There is a shortcut test for anti — dilution for convertible securities. If the company has net income rather than a net loss, compute the conversion would contribute to per-share earnings and compare to the pre — conversion basic EPS. See page 1087.
If securities are actually converted or warrants, options, or rights are actually exercised, the newly issued shares must be included in the computation of the weighted-average number of common shares outstanding for the period, but there is also an adjustment to make to reflect what the EPS would have been if conversion or exercise had occurred at the beginning of the current year or on the issuance date, whichever comes later, whether dilutive or not. See page 1088.
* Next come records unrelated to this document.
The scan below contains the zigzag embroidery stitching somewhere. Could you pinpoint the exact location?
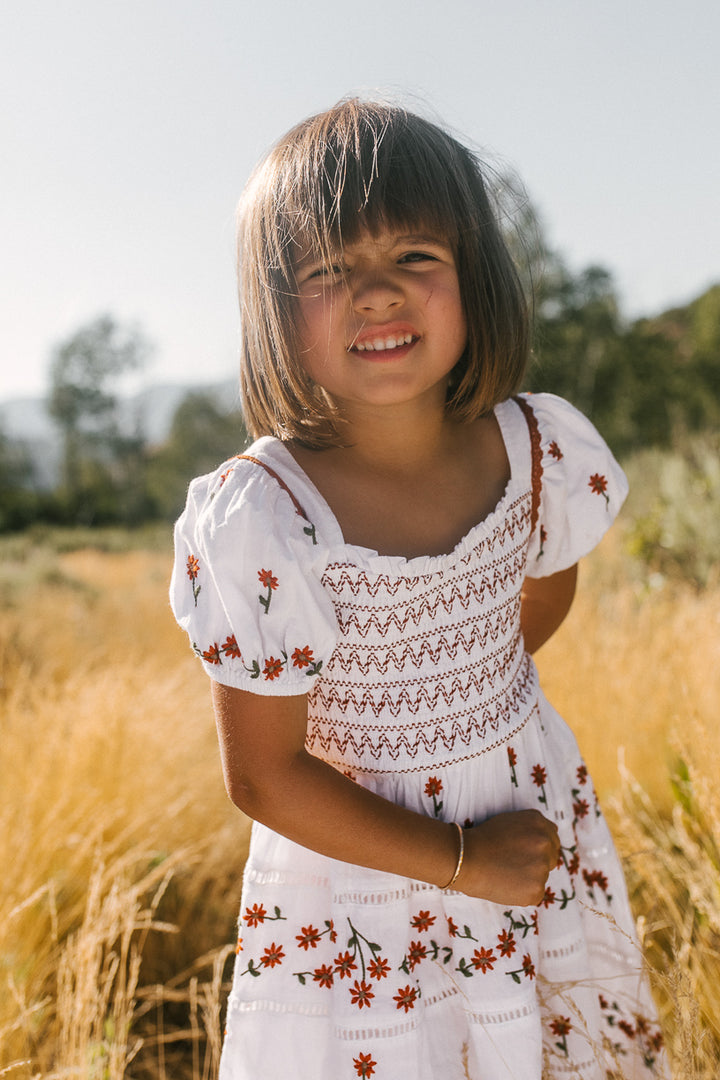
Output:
[312,643,524,716]
[305,672,536,770]
[313,704,539,777]
[325,597,519,678]
[308,673,533,735]
[323,548,526,637]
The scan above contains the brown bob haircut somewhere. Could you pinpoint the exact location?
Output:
[237,98,528,449]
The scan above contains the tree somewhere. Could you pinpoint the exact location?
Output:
[47,314,150,521]
[148,391,247,519]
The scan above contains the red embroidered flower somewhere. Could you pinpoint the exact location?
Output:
[587,473,610,505]
[393,986,418,1014]
[293,645,315,667]
[313,963,332,988]
[498,930,517,956]
[350,980,375,1009]
[258,570,279,589]
[221,634,243,660]
[583,870,609,892]
[243,904,268,927]
[262,657,283,680]
[410,912,435,933]
[551,1016,572,1038]
[367,956,390,982]
[260,942,285,968]
[353,1054,378,1078]
[471,946,498,974]
[532,765,547,787]
[295,927,320,953]
[335,953,357,978]
[408,942,427,971]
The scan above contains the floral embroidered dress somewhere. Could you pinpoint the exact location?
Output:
[172,394,665,1080]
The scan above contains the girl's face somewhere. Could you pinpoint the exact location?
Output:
[296,228,467,418]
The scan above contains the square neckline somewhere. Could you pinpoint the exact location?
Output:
[255,400,530,576]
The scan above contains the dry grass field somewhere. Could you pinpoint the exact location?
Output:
[0,520,720,1080]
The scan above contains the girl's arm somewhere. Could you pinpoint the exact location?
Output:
[520,563,578,652]
[213,683,559,906]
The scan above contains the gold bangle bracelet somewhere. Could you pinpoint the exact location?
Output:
[443,821,465,892]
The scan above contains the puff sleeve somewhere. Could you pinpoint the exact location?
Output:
[171,460,338,696]
[527,394,627,578]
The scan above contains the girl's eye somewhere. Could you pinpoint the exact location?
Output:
[399,252,435,262]
[308,264,342,281]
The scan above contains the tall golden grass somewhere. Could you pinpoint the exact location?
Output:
[0,529,720,1080]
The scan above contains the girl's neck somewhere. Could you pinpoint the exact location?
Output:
[334,402,463,473]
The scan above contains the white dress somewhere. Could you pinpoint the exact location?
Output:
[172,394,665,1080]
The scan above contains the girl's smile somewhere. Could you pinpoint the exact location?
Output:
[296,230,467,406]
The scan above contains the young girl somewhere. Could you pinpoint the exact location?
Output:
[172,100,664,1080]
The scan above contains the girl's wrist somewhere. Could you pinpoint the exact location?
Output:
[440,821,465,892]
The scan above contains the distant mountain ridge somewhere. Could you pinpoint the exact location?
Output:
[0,379,240,488]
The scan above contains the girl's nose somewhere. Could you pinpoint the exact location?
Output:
[351,270,403,312]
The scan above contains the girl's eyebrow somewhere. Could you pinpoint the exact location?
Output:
[395,232,450,247]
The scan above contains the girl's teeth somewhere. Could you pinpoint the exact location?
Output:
[355,334,412,352]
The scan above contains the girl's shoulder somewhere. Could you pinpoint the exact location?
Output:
[171,440,337,694]
[511,393,627,577]
[183,435,315,527]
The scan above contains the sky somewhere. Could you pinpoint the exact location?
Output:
[0,0,720,401]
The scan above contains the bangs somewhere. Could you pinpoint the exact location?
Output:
[262,100,473,267]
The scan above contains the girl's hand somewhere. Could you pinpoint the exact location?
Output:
[454,810,560,907]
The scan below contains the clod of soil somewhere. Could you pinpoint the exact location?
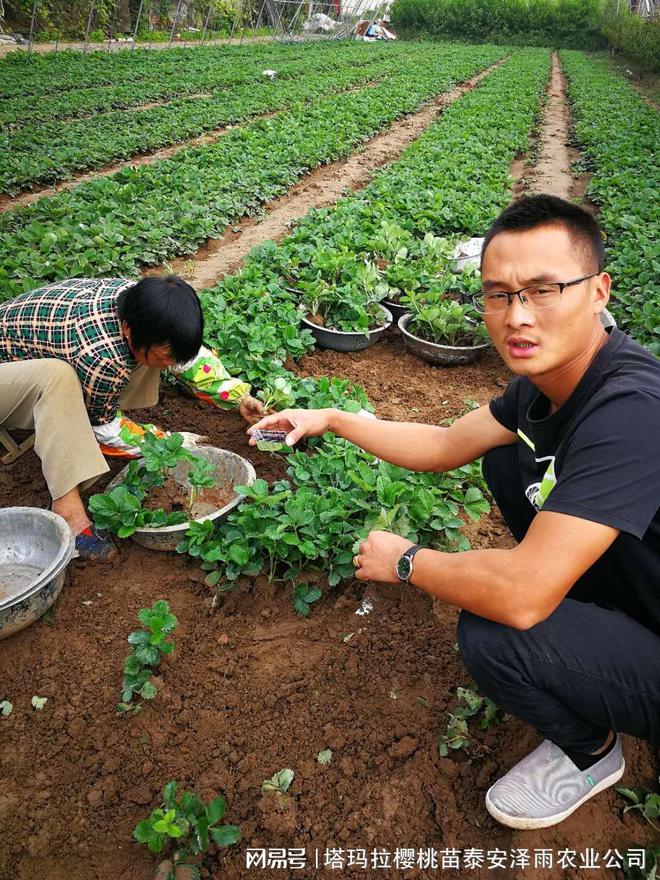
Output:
[144,477,236,516]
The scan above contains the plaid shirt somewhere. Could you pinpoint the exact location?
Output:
[0,278,138,425]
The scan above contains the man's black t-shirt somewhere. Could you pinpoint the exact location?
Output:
[490,328,660,636]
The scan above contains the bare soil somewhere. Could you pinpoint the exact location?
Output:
[144,477,236,516]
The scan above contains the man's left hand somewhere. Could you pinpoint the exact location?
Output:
[238,394,266,425]
[353,532,413,584]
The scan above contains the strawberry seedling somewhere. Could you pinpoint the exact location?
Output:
[89,432,222,538]
[614,785,660,834]
[117,599,177,715]
[438,688,497,758]
[257,376,295,410]
[133,781,241,880]
[261,768,296,794]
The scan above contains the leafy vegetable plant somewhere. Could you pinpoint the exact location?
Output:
[89,432,215,538]
[438,687,497,758]
[614,785,660,833]
[133,781,241,880]
[117,599,177,714]
[261,768,296,794]
[257,376,295,410]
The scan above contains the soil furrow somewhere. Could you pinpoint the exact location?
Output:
[511,52,586,199]
[152,59,505,290]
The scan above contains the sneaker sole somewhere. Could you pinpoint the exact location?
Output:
[486,760,626,831]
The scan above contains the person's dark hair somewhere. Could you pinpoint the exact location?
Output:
[117,275,204,364]
[481,195,605,272]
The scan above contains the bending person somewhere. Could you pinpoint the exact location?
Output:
[251,196,660,828]
[0,276,264,559]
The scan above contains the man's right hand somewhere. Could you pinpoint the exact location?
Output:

If there is a loss from continuing operations (the so-called control number ) no dual calculation of EPS is needed for options or convertible securities because their inclusion would always be anti — dilutive, even if below-the-line items result in positive net income. See page 1089.
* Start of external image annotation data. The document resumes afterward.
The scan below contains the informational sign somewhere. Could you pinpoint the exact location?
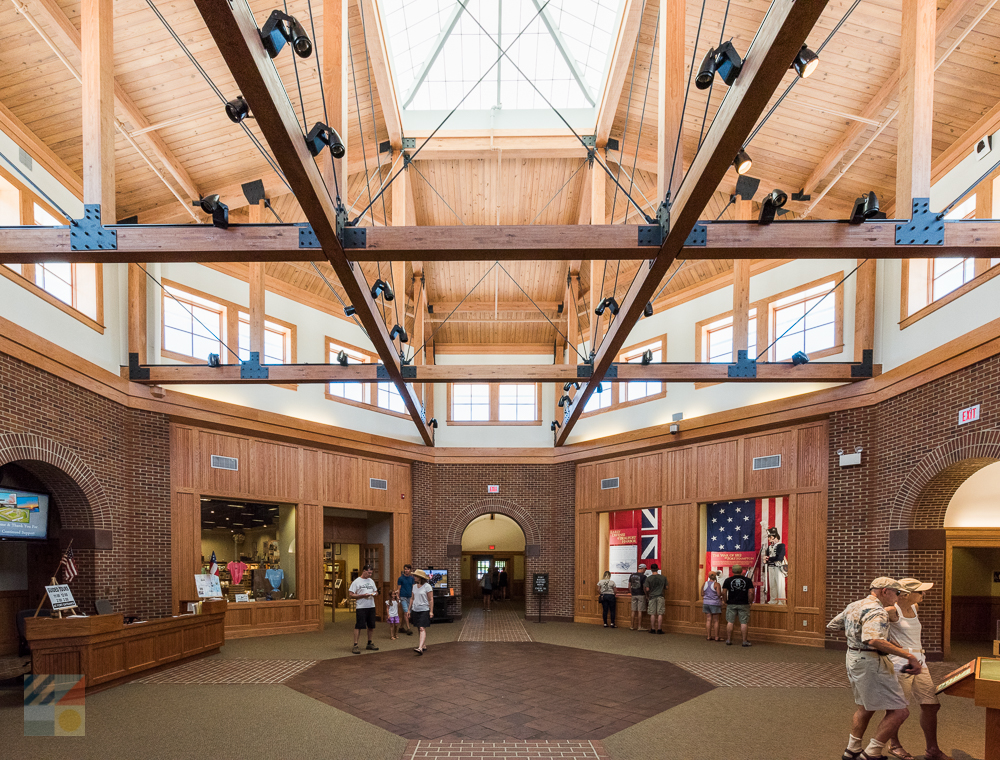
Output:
[958,404,979,425]
[531,573,549,595]
[194,573,222,599]
[45,585,76,610]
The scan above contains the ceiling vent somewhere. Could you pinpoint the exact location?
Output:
[753,454,781,470]
[212,454,240,471]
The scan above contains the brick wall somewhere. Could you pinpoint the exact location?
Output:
[0,354,170,617]
[826,356,1000,654]
[413,462,576,618]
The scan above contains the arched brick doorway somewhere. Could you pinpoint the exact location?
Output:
[0,434,119,613]
[446,496,541,612]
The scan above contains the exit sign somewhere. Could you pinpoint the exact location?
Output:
[958,404,979,425]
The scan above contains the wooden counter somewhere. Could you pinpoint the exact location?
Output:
[25,601,226,692]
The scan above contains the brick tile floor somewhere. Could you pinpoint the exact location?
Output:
[286,642,714,744]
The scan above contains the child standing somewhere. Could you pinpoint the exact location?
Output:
[385,591,399,640]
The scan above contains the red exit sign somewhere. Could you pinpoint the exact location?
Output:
[958,404,979,425]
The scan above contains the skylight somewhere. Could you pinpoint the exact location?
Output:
[379,0,622,124]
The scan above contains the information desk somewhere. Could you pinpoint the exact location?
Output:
[24,601,226,692]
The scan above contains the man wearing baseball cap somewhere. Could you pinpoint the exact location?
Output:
[886,578,951,760]
[826,576,921,760]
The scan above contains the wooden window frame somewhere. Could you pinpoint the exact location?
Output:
[447,383,542,427]
[0,167,105,335]
[580,333,667,418]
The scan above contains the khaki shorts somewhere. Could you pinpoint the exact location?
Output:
[847,650,907,712]
[896,664,941,705]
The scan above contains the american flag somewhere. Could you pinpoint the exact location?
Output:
[58,546,79,583]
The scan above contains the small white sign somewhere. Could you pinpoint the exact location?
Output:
[958,404,979,425]
[45,585,76,610]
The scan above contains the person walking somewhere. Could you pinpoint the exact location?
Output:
[396,564,413,636]
[597,570,618,628]
[347,565,378,654]
[628,562,646,631]
[826,576,922,760]
[411,570,434,655]
[701,570,722,641]
[722,565,753,647]
[646,564,668,633]
[886,578,951,760]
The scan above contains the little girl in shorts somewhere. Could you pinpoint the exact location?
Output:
[385,591,399,640]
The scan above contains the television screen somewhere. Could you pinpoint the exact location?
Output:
[0,489,49,539]
[424,570,448,588]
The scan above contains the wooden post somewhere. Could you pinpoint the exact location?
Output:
[80,0,117,217]
[896,0,937,219]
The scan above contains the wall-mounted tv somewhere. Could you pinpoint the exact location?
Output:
[0,488,49,541]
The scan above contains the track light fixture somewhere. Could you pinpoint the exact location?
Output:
[260,10,312,58]
[191,194,229,230]
[306,121,347,158]
[226,95,250,124]
[389,325,410,343]
[733,150,753,177]
[695,42,743,90]
[594,296,618,316]
[757,190,788,224]
[372,279,395,301]
[788,45,819,79]
[848,192,878,224]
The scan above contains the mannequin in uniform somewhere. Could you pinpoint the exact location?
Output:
[764,528,788,604]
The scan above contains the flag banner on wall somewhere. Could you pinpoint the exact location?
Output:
[705,496,788,604]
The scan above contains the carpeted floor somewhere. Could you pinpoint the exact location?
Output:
[0,610,989,760]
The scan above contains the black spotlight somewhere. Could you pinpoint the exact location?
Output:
[260,11,312,58]
[372,279,395,301]
[594,296,618,317]
[788,45,819,79]
[191,194,229,230]
[733,150,753,177]
[306,121,347,158]
[389,325,410,343]
[757,190,788,224]
[226,95,250,124]
[695,42,743,90]
[848,193,878,224]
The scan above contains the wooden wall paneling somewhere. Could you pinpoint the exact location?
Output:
[743,430,796,494]
[628,452,663,507]
[795,422,830,488]
[696,440,740,500]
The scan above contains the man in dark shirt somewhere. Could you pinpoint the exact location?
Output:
[722,565,753,647]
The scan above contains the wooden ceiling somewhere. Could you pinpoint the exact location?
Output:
[0,0,1000,344]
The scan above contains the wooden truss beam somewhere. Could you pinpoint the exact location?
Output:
[130,362,882,385]
[555,0,826,446]
[196,0,434,446]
When there are two or more potentially dilutive securities, the one giving the lowest diluted EPS (the worst-case scenario) must be identified. To do this efficiently, compute the incremental EPS for each potentially dilutive security; then rank the securities from smallest to largest incremental EPS and calculate a cumulative EPS until the EPS is lower than the next security’s incremental value. Then all later securities will be antidilutive. Stock options and warrants are considered first before any convertible securities. See pages 1090 – 1.
Basic EPS must be presented on the face of the income statement in all cases. Companies with a complex capital structure must also present diluted EPS as well, each for income from continuing operations and also for net income. If there are extraordinary items or income or losses from discontinued operations, EPS amounts for each of them may be presented either on the face of the income statement or in the notes to the financial statements. Also the following disclosure items must be presented in the notes:
- Reconciliation of both numerator and denominator of basic and diluted EPS for income from continuing operations, Effect of preferred dividends on EPS calculations. Securities that may potentially dilute basic EPS in the future though antidilutive in the current period. Transactions occurring after the end of the current period but prior to the issuance of the financial statements which would materially have affected the number of common shares outstanding or potentially outstanding.
EPS data should be presented for all periods covered by the income statement. Both basic and diluted EPS should be presented for each period if potential dilution exists in any period.